A civil rights institution in Tennessee was burned down and a white supremacist symbol was found near the building.
The Highlander Research and Education Center is an iconic social justice leadership training school that was founded in 1932 and provided training for many leaders in the Civil Rights Movement, including Rosa Parks and John Lewis.
It moved to its current location east of Knoxville in 1972 and works to help grassroots organizing to this day.
The fire, which started last Friday morning, destroyed the Highlander Center’s main building, along with decades worth of historical documents and artifacts.
No one was injured, according to a post on the center’s Facebook page.
Authorities said that a “hashtag symbol” was found painted near the site of the fire.
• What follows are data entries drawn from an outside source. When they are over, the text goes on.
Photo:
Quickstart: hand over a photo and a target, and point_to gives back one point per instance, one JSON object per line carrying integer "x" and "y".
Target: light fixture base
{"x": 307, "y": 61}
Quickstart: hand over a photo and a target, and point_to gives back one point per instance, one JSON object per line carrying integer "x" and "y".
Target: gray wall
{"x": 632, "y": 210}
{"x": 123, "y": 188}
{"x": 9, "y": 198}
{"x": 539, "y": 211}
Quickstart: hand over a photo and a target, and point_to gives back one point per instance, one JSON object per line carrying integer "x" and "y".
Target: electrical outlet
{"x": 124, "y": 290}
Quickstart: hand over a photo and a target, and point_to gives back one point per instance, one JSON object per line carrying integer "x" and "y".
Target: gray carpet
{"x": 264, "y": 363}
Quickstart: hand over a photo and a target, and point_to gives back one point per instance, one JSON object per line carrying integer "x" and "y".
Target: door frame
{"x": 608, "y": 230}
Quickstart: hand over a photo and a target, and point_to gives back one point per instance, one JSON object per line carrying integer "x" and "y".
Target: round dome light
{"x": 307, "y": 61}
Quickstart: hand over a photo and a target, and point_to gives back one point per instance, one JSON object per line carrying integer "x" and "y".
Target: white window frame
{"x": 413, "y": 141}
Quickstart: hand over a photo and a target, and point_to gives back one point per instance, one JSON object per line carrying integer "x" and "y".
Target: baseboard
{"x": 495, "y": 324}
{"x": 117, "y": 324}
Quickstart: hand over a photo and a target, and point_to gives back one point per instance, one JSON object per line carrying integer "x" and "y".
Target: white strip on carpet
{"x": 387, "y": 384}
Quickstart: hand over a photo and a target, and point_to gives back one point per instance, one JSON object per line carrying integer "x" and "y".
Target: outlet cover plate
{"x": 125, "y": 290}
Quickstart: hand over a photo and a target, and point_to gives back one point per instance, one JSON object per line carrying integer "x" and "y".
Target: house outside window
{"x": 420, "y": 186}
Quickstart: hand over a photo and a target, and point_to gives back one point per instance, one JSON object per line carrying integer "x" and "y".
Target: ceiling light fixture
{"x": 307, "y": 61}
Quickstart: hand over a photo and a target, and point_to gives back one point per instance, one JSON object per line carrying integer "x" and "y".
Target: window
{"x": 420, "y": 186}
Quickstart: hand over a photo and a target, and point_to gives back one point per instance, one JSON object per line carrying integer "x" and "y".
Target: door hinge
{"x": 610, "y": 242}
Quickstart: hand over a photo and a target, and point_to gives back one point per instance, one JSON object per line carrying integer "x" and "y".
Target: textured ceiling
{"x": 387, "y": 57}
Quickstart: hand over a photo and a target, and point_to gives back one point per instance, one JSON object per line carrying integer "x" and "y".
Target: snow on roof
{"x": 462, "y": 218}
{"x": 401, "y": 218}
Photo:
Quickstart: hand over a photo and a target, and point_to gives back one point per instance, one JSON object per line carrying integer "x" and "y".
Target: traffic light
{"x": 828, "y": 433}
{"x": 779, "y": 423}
A spokesperson for the Highlander Center said it looked like “a tic-tac-toe board.”
“It’s not a traditional, throw-it-in-your-face symbol that you would immediately recognize,” Jefferson County Sheriff Jeff Coffey told the Knoxville News Sentinel.
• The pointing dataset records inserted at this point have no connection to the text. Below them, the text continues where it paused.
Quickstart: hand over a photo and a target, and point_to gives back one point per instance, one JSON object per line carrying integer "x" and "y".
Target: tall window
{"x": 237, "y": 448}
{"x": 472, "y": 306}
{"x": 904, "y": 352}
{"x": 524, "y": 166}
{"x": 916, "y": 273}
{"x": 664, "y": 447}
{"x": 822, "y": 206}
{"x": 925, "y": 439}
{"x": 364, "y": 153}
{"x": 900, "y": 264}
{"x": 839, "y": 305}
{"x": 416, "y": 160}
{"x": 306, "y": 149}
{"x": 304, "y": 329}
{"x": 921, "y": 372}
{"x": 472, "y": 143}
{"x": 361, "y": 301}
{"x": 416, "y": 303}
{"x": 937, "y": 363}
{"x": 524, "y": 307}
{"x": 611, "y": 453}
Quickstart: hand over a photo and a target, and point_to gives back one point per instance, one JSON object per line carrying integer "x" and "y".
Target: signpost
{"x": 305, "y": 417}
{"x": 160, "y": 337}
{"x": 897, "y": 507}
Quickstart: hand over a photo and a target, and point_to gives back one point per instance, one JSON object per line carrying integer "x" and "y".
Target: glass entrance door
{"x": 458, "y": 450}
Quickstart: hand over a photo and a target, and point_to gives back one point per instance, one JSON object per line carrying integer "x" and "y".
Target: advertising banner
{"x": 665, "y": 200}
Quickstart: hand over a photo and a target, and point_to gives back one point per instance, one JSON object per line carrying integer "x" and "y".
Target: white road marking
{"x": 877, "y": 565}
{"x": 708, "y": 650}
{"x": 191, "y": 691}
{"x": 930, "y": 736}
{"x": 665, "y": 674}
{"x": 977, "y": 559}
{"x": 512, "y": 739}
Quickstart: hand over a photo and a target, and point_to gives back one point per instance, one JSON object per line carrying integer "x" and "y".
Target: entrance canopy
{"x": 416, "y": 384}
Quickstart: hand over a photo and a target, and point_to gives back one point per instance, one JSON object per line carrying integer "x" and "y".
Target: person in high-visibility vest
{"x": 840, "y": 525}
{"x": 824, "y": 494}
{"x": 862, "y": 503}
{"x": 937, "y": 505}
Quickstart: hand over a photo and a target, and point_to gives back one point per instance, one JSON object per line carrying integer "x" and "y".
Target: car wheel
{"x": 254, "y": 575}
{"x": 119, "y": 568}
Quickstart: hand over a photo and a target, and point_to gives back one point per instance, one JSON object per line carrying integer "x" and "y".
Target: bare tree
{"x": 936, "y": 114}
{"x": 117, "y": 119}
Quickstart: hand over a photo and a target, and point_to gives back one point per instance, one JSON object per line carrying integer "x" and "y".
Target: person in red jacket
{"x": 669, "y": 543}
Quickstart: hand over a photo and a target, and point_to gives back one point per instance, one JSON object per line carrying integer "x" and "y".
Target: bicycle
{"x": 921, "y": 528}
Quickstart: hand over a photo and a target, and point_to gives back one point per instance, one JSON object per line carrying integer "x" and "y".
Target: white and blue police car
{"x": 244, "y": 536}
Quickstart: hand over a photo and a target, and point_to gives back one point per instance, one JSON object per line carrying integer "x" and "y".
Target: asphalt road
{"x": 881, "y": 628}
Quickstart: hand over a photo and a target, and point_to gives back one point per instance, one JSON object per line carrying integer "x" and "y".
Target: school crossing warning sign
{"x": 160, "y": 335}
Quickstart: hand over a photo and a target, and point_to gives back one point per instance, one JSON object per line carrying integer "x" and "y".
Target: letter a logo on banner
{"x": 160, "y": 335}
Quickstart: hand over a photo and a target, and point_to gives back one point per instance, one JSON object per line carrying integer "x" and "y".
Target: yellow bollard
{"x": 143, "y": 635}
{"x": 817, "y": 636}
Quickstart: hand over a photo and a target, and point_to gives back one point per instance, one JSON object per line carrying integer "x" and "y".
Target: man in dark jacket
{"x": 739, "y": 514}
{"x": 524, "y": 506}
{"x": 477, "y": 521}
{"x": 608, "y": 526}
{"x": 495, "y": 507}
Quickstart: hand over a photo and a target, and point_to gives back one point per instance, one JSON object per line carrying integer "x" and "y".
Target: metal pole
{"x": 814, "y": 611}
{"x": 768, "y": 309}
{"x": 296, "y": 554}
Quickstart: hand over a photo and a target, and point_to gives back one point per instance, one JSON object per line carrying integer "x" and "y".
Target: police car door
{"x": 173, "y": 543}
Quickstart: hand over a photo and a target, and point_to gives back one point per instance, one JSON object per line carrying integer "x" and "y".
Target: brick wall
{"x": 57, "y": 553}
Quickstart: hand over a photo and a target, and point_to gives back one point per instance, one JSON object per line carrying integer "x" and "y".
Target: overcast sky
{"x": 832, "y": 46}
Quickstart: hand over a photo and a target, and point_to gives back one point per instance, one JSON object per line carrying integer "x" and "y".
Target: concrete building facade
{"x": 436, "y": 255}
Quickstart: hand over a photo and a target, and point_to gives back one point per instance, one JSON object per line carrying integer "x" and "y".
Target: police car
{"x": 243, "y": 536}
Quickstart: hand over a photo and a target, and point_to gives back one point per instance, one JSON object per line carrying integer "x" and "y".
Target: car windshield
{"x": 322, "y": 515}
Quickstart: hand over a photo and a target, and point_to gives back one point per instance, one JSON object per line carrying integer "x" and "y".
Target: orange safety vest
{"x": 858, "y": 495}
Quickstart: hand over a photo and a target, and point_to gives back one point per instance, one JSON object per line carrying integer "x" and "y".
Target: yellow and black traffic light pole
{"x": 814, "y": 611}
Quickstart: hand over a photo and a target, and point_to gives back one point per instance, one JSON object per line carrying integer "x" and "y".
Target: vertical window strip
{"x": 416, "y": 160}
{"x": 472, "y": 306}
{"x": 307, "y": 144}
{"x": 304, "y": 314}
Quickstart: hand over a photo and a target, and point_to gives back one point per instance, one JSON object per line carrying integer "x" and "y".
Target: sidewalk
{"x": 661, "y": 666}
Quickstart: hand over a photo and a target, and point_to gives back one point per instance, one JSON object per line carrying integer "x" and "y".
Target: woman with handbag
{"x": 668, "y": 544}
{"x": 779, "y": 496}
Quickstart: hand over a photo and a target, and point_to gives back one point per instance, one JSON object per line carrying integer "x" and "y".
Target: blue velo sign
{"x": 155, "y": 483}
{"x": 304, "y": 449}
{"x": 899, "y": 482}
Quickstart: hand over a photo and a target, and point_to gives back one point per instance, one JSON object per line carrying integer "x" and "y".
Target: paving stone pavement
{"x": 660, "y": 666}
“But it has been used by individuals in the past. We have seen this symbol associated with different groups.”
“While we do not know the names of the culprits, we know that the white power movement has been increasing and consolidating power across the South, across this nation, and globally,” the Highlander Center posted on Facebook.
The Southern Poverty Law Center said that there has been a surge in white supremacist activity since Donald Trump announced his 2016 campaign, and that in 2018 Tennessee had 36 active hate groups.
The neo-Nazi group Traditionalist Worker Party has held several rallies in the state in 2017 and 2018 and has plans for another.
In 2010, the Highlander Center hosted a retreat for LGBTQ activists. A couple of months later, the organization GetEQUAL was formed.